Origin of mass tourism
Irene de Andrés sought the roots of mass tourism: the emergence of colossal cruise ships that could dominate cities and disembark thousands of travelers in a single moment. The artist began this historical exploration in 2015, tracing patterns of tourism that resemble colonial mediations and the predatory dynamics that accompany rapid, large-scale travel. She notes striking parallels between colonial ventures and contemporary tourism, where popular destinations become stages for a modern form of conquest. The United States emerges as a contemporary focal point in these reflections, illustrating how leisure and travel have evolved into a vehicle for cultural and economic power.
The inquiry leads toward Prora, the infamous Nazi resort town, and back to the Wilhelm Gustloff, a ship that embodies the era’s push for mass mobility. Marina Meyer contributed design insights, and the publication features original postcards sourced from a former collector, co-authored by de Andrés and Marta Ramos-Izquierdo. The dialogue references Thomas Cook and Kraft durch Freude as early pioneers of mass tourism, while acknowledging how later regimes adapted the model for ideological ends. The artist emphasizes that the travel template established in the 1930s persisted and transformed across different political contexts.
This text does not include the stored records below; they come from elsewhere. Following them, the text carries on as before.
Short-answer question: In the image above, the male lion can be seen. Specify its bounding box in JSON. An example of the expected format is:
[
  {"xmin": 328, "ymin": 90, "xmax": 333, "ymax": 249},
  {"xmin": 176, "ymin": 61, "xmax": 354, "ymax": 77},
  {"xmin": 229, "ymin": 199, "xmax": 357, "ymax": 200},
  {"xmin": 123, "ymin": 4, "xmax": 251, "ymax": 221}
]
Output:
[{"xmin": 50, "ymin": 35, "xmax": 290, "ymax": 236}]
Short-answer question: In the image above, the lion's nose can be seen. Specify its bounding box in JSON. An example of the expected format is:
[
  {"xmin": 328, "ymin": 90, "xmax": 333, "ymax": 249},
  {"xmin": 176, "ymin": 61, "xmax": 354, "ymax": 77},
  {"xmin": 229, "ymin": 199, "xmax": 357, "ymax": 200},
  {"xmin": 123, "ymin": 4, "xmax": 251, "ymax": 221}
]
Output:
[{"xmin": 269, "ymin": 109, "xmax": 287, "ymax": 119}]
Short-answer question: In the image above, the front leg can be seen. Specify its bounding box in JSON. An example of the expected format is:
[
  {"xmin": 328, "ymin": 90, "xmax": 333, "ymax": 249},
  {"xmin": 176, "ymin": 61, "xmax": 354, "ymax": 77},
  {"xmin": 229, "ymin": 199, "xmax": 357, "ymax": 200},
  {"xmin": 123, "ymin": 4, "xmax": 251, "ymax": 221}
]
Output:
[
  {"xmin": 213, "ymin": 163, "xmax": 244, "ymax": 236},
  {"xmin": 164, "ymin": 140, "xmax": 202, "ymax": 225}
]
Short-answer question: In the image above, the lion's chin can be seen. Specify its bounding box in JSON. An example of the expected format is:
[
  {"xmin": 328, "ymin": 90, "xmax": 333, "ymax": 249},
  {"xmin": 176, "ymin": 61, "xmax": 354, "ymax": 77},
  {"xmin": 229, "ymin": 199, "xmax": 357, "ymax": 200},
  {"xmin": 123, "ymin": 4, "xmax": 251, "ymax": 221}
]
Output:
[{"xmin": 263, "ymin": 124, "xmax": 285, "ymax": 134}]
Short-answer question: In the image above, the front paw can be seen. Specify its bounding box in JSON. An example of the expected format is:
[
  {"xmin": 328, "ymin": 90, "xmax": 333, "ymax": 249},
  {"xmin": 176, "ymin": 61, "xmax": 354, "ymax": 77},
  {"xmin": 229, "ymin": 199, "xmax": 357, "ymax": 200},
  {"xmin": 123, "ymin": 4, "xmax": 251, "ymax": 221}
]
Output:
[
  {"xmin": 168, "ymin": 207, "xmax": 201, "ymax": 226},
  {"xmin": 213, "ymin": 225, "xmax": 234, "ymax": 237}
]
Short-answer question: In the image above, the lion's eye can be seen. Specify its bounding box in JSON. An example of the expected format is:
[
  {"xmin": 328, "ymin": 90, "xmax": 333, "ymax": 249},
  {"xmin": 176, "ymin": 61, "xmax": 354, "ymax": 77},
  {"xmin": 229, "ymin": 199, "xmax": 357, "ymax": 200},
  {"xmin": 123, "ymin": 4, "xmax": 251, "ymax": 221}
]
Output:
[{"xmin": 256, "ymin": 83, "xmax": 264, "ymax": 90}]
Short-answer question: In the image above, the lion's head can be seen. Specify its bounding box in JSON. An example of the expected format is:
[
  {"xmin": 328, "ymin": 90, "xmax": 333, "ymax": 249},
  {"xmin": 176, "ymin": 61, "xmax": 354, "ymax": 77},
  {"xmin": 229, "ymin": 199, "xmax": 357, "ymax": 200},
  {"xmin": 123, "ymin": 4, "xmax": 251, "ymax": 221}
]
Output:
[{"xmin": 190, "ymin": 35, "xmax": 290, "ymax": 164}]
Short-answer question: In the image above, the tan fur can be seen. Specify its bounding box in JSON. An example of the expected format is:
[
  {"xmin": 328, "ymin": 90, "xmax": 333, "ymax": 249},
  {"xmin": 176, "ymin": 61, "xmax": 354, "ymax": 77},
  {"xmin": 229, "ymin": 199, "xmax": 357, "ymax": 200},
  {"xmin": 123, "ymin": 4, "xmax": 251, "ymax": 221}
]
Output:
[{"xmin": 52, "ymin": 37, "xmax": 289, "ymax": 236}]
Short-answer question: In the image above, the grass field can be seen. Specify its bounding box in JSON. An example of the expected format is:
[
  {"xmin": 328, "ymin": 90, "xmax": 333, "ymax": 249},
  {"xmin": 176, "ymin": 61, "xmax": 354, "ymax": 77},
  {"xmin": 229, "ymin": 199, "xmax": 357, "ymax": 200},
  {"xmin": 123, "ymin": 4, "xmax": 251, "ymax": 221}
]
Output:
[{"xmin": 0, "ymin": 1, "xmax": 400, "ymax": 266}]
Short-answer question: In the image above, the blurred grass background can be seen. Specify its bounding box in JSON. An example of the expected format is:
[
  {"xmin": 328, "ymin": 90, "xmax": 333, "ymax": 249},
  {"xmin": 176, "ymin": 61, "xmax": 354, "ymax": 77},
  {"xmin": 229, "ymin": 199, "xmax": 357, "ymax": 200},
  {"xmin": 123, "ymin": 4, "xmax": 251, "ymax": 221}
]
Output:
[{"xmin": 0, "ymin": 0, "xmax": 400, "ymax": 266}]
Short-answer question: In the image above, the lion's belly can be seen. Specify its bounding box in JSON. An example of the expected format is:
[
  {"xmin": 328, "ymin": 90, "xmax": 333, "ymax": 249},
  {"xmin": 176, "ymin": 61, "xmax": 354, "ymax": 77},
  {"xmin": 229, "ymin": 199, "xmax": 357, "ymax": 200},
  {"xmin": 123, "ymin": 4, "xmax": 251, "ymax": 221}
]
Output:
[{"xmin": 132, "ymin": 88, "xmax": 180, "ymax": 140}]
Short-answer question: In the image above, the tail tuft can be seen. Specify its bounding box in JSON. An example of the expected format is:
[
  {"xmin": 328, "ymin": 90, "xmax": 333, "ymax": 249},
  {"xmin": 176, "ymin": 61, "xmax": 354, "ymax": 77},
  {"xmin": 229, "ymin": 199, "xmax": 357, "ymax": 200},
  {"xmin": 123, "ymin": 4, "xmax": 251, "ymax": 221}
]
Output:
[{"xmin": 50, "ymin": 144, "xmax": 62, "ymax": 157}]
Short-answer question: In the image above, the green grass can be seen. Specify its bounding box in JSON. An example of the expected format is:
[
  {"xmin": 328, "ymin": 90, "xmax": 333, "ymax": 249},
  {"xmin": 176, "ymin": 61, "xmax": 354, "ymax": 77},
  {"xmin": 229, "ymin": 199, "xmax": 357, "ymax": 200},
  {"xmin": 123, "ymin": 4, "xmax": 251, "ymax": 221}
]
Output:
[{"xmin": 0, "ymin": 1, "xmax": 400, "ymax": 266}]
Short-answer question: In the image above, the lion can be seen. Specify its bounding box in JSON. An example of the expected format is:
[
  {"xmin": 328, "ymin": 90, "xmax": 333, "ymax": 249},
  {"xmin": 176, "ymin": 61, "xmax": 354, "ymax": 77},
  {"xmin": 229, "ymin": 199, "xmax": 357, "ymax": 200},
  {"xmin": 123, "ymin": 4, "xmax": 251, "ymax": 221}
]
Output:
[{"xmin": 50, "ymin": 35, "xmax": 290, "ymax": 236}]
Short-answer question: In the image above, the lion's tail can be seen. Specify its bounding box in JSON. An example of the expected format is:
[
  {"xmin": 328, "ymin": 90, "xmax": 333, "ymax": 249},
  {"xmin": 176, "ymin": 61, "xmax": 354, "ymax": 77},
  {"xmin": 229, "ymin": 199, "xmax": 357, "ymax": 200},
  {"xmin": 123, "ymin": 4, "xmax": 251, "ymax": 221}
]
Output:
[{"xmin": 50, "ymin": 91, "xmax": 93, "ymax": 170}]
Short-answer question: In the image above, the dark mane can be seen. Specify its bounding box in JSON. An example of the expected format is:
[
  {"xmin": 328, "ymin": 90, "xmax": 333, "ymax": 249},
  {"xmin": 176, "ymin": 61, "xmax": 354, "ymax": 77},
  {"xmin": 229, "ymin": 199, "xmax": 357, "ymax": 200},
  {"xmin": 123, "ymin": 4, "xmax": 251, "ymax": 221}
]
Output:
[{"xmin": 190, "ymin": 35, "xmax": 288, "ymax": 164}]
The project, The Ship Won’t Wait, serves as a reminder that the rhetoric of pleasure on cruises has long carried a second, controlling purpose. De Andrés frames this warning as a sober observation in the cruise menu itself, urging viewers to consider how leisure can be engineered to sustain political power.
The public is invited to reflect on how dictatorships of the 1930s designed systems that controlled leisure to win support among workers and to weaken unions that had challenged power during earlier centuries. The work also considers the paradox of joy proclaimed by the regime and the stark reality behind it, including the advertising impact of powerful visuals that promised happiness and a horizon of prosperity. One image that resonated with viewers is the portrayal of an Aryan couple gazing toward the distance, a stark representation of the era’s messaging about travel, happiness, and a manufactured dream of national progress.
Elena Ruiz highlights two compelling aspects of the artist’s practice: Irene de Andrés is a prolific creator who also functions as a researcher, delving deeply into sensitive themes while maintaining a strong visual sensibility that anchors the project in tangible materials and documentary insight. This dual approach enriches the work, offering both aesthetic resonance and rigorous historical inquiry.
De Andrés plans to finish editing a video next year that reflects on the current evolution of cruise tourism, which she views as unsustainable. The project remains critical of the environmental impact of large-scale ships and the limited economic benefits they bring to port cities. The underlying argument is clear: contemporary cruise practices, while marketed as leisure and adventure, continue to mirror the patterns of control and profit that defined the early 20th century.